Ada ironi dan paradoks dalam dunia yang tunggang-langgang ini. Dunia telah menjadi seperti sebuah kapal besar yang kita tumpangi bersama-sama. Ketika kapal itu bocor dan sampai karam maka siapapun penumpang di dalamnya akan menghadapi risiko tenggelam bersama-sama. Karena itu kapal harus dijaga bersama-sama supaya tidak bocor dan karam. Tapi, yang kita lihat di dunia sekarang ini banyak yang dengan sengaja merusak dan melubangi kapal.
Meminjam istilah Kishore Mahbubani (2000) para penumpang kapal ini masuk ke kamar masing-masing melakukan SDM (selamatkan diri masing-masing), sambil berpikir biarkan orang lain tenggelam asal aku selamat.

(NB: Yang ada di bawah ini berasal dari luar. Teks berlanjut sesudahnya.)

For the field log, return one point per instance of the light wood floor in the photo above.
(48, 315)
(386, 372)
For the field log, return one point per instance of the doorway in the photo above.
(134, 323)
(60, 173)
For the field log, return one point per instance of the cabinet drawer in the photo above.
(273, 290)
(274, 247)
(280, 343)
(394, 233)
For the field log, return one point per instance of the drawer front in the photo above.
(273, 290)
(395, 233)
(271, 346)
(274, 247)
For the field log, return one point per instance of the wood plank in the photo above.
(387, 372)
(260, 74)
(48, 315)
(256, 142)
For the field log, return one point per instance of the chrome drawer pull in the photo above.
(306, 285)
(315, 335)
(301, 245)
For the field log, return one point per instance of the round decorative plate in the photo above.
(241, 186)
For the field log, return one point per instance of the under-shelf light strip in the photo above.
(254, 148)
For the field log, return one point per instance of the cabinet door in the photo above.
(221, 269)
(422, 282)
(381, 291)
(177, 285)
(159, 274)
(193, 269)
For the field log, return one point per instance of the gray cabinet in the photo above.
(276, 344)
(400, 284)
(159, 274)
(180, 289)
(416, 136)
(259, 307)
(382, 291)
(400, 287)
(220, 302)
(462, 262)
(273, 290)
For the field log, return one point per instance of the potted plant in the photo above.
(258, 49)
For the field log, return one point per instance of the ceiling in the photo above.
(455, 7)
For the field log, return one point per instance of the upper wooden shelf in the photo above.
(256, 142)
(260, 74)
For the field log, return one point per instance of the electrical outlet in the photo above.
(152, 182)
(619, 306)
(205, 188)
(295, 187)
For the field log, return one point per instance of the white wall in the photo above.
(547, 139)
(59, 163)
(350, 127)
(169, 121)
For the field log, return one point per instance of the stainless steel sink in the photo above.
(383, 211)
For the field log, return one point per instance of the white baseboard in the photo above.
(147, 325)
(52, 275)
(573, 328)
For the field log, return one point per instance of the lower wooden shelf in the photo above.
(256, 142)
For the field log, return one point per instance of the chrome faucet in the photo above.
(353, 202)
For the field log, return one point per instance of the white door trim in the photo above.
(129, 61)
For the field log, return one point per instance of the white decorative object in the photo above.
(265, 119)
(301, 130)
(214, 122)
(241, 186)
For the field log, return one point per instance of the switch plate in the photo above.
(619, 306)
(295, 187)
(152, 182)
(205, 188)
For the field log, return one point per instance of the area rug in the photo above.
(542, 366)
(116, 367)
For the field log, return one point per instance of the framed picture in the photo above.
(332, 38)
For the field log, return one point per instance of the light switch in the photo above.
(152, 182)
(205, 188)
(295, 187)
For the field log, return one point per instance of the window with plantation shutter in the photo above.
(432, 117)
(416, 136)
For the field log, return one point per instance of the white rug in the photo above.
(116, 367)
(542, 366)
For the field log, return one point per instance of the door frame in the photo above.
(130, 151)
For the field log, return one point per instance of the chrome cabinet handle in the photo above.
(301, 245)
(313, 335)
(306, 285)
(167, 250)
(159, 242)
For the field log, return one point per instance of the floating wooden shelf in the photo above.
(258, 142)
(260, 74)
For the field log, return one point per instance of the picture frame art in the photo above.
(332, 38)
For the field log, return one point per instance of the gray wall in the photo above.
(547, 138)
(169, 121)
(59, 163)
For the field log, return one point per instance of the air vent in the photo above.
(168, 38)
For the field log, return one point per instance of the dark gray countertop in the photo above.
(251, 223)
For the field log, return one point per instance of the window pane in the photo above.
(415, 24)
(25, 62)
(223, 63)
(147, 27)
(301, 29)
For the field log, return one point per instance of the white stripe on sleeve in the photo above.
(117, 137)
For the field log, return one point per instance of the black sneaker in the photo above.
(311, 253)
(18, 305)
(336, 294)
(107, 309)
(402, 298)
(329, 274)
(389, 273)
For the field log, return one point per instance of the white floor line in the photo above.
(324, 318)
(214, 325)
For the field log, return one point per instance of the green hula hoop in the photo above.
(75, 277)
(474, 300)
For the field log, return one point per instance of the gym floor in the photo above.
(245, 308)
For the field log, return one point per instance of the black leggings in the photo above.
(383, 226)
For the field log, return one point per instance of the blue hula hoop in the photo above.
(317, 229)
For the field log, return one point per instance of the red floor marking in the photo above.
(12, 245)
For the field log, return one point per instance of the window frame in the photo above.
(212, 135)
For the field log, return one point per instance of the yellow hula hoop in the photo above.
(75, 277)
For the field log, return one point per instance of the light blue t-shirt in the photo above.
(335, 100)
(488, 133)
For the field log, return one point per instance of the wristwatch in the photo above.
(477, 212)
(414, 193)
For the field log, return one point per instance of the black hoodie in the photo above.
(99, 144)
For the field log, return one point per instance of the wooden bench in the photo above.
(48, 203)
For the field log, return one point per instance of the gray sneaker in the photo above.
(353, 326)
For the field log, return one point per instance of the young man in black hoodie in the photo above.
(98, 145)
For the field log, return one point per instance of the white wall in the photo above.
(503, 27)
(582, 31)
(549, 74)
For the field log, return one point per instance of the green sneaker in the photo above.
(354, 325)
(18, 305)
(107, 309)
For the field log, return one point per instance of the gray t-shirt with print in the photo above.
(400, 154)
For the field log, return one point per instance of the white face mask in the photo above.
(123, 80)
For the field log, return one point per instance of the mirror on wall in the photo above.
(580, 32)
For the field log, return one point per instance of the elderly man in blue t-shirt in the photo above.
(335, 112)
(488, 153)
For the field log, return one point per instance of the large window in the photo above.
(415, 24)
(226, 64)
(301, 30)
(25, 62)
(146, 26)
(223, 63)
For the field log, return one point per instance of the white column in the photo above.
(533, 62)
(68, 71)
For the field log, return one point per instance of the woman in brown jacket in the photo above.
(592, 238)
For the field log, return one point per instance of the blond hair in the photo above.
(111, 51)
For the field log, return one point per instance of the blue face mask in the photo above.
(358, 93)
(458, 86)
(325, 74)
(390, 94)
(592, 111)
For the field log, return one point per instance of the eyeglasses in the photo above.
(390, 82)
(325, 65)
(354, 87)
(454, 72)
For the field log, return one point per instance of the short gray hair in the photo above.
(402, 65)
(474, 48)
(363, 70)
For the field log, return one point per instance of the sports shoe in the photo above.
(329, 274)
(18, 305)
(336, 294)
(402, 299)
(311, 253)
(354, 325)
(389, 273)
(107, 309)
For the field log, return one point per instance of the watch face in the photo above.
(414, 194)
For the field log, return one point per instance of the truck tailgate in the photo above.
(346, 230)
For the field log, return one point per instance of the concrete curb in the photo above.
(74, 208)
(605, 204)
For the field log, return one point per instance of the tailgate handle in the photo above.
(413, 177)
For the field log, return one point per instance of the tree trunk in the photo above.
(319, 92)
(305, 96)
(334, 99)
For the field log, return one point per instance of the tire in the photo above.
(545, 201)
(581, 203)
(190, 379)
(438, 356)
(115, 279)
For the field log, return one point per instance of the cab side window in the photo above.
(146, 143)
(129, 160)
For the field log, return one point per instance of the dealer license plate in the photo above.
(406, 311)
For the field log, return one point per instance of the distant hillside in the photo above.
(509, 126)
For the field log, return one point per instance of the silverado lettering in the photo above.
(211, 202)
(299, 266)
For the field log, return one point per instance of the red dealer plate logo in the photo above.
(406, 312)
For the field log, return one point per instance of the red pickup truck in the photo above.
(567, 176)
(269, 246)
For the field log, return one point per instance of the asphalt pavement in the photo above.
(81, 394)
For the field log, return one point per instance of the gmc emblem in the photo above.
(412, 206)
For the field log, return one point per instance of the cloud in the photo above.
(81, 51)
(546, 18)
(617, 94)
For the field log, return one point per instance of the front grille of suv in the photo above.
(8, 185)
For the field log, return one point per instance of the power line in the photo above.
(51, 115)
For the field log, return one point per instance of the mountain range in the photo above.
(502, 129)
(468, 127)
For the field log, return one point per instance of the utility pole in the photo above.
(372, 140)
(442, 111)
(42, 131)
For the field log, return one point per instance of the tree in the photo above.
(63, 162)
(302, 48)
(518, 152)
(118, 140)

Padahal, jika kapal besar tenggelam tak bakal ada yang selamat.
Amerika Serikat ingin menutup dirinya dari orang luar, bila perlu dengan membangun tembok raksasa mengelilingi seluruh perbatasannya, seolah-olah merasa bisa hidup sendirian. Inggris menarik diri dari Eropa karena merasa ribet harus _srawung_ dengan tetangga-tetangga sesama Uni Eropa. Amerika dan Inggris merasa masih digdaya bisa menghadapi dan menaklukkan dunia sendirian seperti zaman silam. Ini contoh paling kongkret _post-power syndrome_ negara-negara bekas adidaya itu.